Research from UC Berkeley’s Greater Good Science Center points out that one of the deepest fears people carry after estrangement is that the same patterns—the harm, the disconnection, the inability to repair—will show up in their own parenting or relationships.
This question is especially sharp for people who became estranged from a parent. They watch themselves with their own children, scanning for signs of the behavior they walked away from.
Every moment of frustration, every raised voice, every time they get it wrong, feels like evidence that the cycle is continuing.
The fear doesn’t mean it’s true. But it can turn ordinary parenting moments into identity crises.
7. “Why doesn’t anyone understand what this feels like?”
The loneliness of estrangement isn’t just about missing the person. It’s about carrying an experience that most people can’t relate to—and that some people actively judge. Friends with intact families don’t always know what to say. Some offer advice (“Have you tried just calling?”) that feels like it was written for a different situation entirely.
I stopped talking about it with most people because the responses were so consistently unhelpful. Not mean—just off. Like trying to describe color to someone who’s only ever seen black and white.
The isolation of estrangement often compounds the grief, because the thing you’re going through is something very few people in your life have any framework for.
8. “If they were never going to change, why do I still hope they will?”
Therapists who work with estranged individuals describe this as one of the most persistent and confusing parts of the experience—the hope that outlasts the decision, as noted by therapist Sharon Martin in her work on what she calls “living loss.”
You walked away because the relationship was hurting you.
You’ve stayed away because nothing has changed.
And yet somewhere underneath all of that, there’s a small, stubborn part of you that still checks for their name on your phone, still half-expects the apology, still imagines the version of them that would make everything different. That hope isn’t weakness. It’s the last piece of the original attachment that hasn’t let go yet.
9. “Do I owe them forgiveness?”
This question arrives from every direction—religion, therapy, well-meaning friends, cultural expectations. Forgiveness is framed as the path to healing so often that refusing to forgive can feel like a personal failure rather than a legitimate choice.
But for many people who’ve been through estrangement, forgiveness doesn’t feel like something they’re withholding out of spite. It feels like something that hasn’t been earned.
And the pressure to offer it anyway—before it’s ready, before it’s real—can feel like one more way the world is asking them to prioritize the other person’s comfort over their own healing.

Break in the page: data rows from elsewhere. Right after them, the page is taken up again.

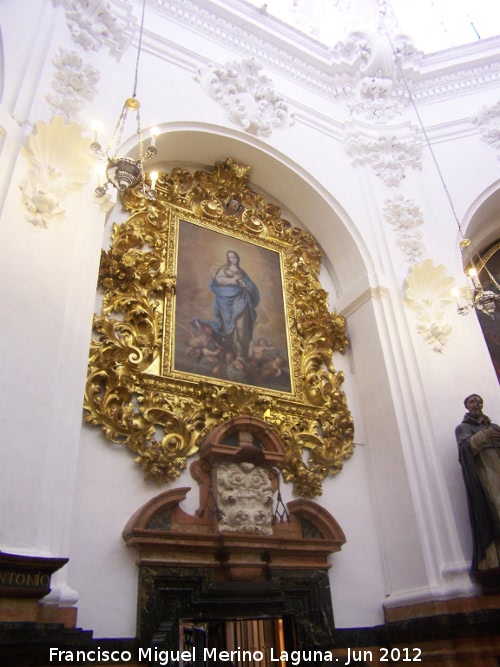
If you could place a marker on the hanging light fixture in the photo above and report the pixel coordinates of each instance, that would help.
(476, 297)
(126, 172)
(482, 300)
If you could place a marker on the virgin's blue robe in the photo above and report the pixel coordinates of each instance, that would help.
(231, 301)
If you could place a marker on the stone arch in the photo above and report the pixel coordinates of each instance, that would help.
(281, 180)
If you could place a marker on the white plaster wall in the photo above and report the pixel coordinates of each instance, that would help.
(399, 499)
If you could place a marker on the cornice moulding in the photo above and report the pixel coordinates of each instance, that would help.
(306, 60)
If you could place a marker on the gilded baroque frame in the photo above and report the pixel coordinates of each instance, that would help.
(135, 395)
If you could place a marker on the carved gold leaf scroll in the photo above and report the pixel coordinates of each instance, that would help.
(163, 417)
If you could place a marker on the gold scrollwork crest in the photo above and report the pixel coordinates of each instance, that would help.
(161, 376)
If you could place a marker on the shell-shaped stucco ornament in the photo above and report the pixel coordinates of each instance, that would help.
(60, 162)
(428, 292)
(61, 150)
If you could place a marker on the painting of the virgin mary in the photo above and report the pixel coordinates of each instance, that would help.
(230, 325)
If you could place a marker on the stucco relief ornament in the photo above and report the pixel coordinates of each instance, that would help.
(488, 120)
(404, 215)
(428, 293)
(73, 84)
(376, 57)
(93, 24)
(245, 499)
(60, 163)
(388, 154)
(248, 97)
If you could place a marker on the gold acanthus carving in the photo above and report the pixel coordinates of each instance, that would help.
(163, 417)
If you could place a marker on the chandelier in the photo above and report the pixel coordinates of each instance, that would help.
(126, 172)
(476, 297)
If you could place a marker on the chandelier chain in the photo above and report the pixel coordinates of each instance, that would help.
(139, 48)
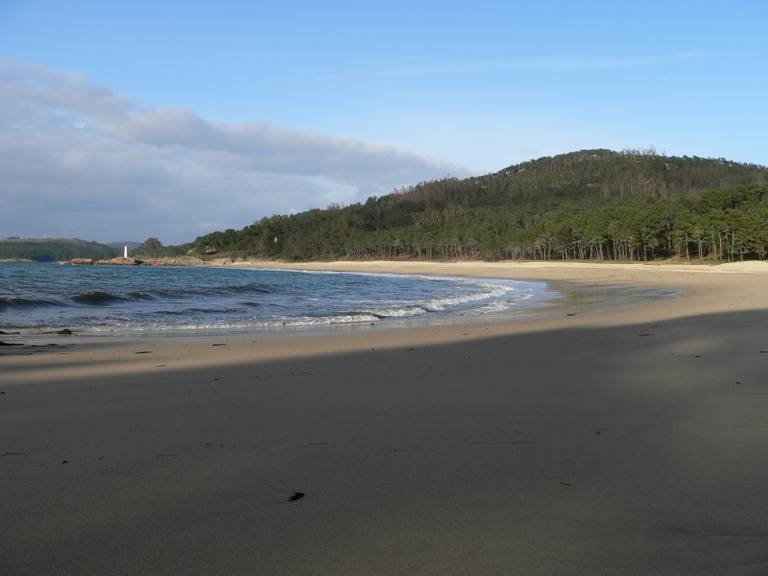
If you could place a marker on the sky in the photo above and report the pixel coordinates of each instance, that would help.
(120, 121)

10. “Who would I be if this hadn’t happened to me?”
According to a 2025 study published in Frontiers in Sociology, adults who experience family estrangement often undergo what researchers describe as an “emotional resocialization process”—a fundamental reshaping of how they relate to themselves, others, and the concept of family itself.
This question sits underneath all the others. It’s the one people think about when they’re driving alone or lying awake at night.
Would I be more trusting?
Would I be less guarded?
Would I know how to let people in without bracing for impact?

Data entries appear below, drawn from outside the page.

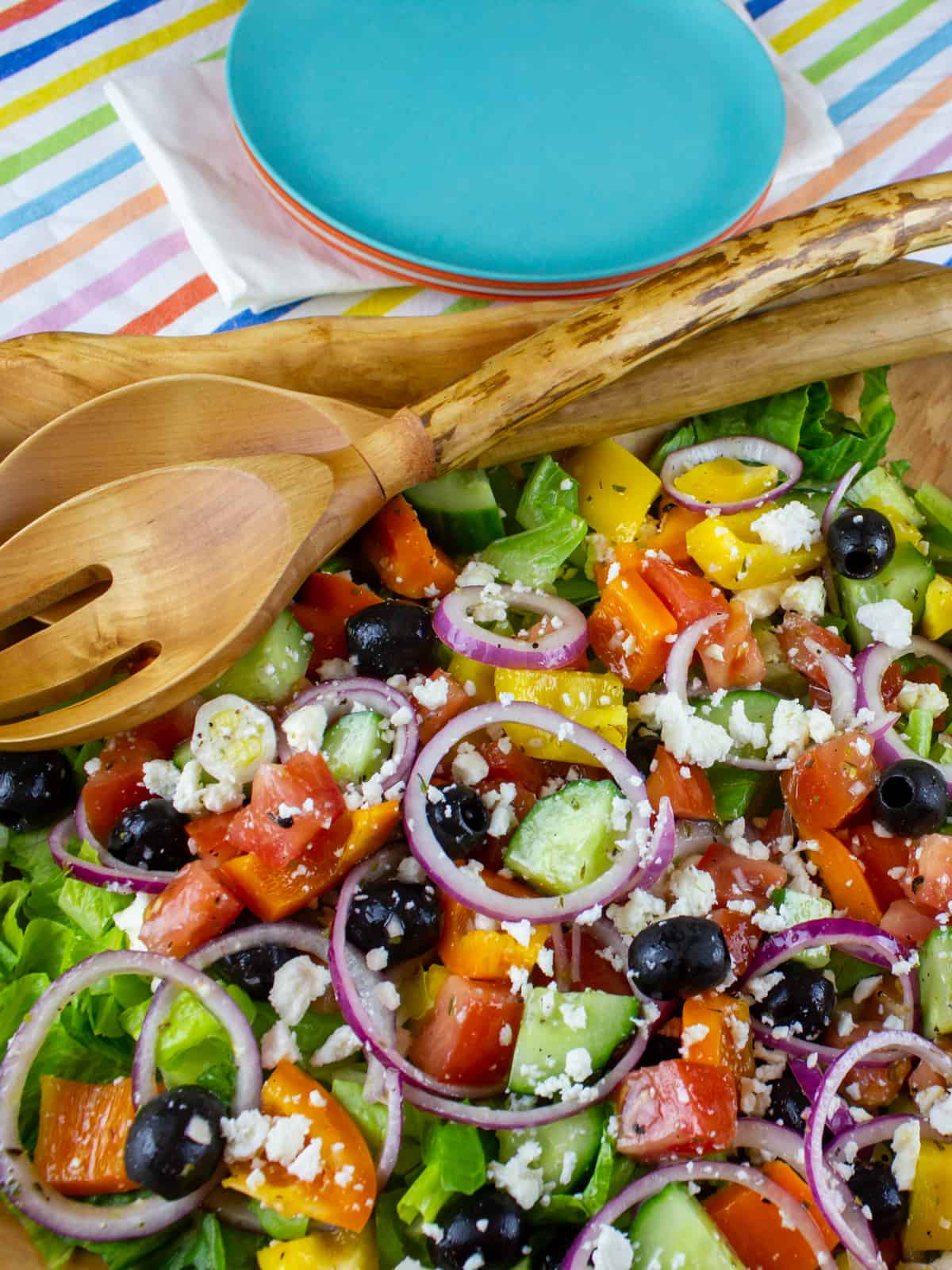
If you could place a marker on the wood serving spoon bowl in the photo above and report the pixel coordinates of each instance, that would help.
(200, 558)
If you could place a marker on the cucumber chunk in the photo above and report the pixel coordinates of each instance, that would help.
(556, 1026)
(355, 746)
(936, 982)
(270, 671)
(569, 1147)
(905, 578)
(672, 1230)
(566, 840)
(459, 510)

The person they are now was partly shaped by the loss, and wondering who they might have been without it is one of the quietest and most persistent forms of grief estrangement produces.
11. “Can I build an identity that doesn’t revolve around what I lost?”
This is where most people eventually arrive—not with a clean resolution, but with a tired, honest willingness to try.
The estrangement happened. The identity it disrupted isn’t coming back in its original form. And the questions that followed it aren’t going away completely.
What does shift, slowly, is the relationship with the questions themselves. They stop being emergencies and start becoming things you carry more lightly. You stop waiting for the answers to arrive fully formed and start building a life that doesn’t depend on them.
And the identity that eventually takes shape isn’t the one you had before—it’s the one you built after, with whatever honesty and imperfect clarity you could find.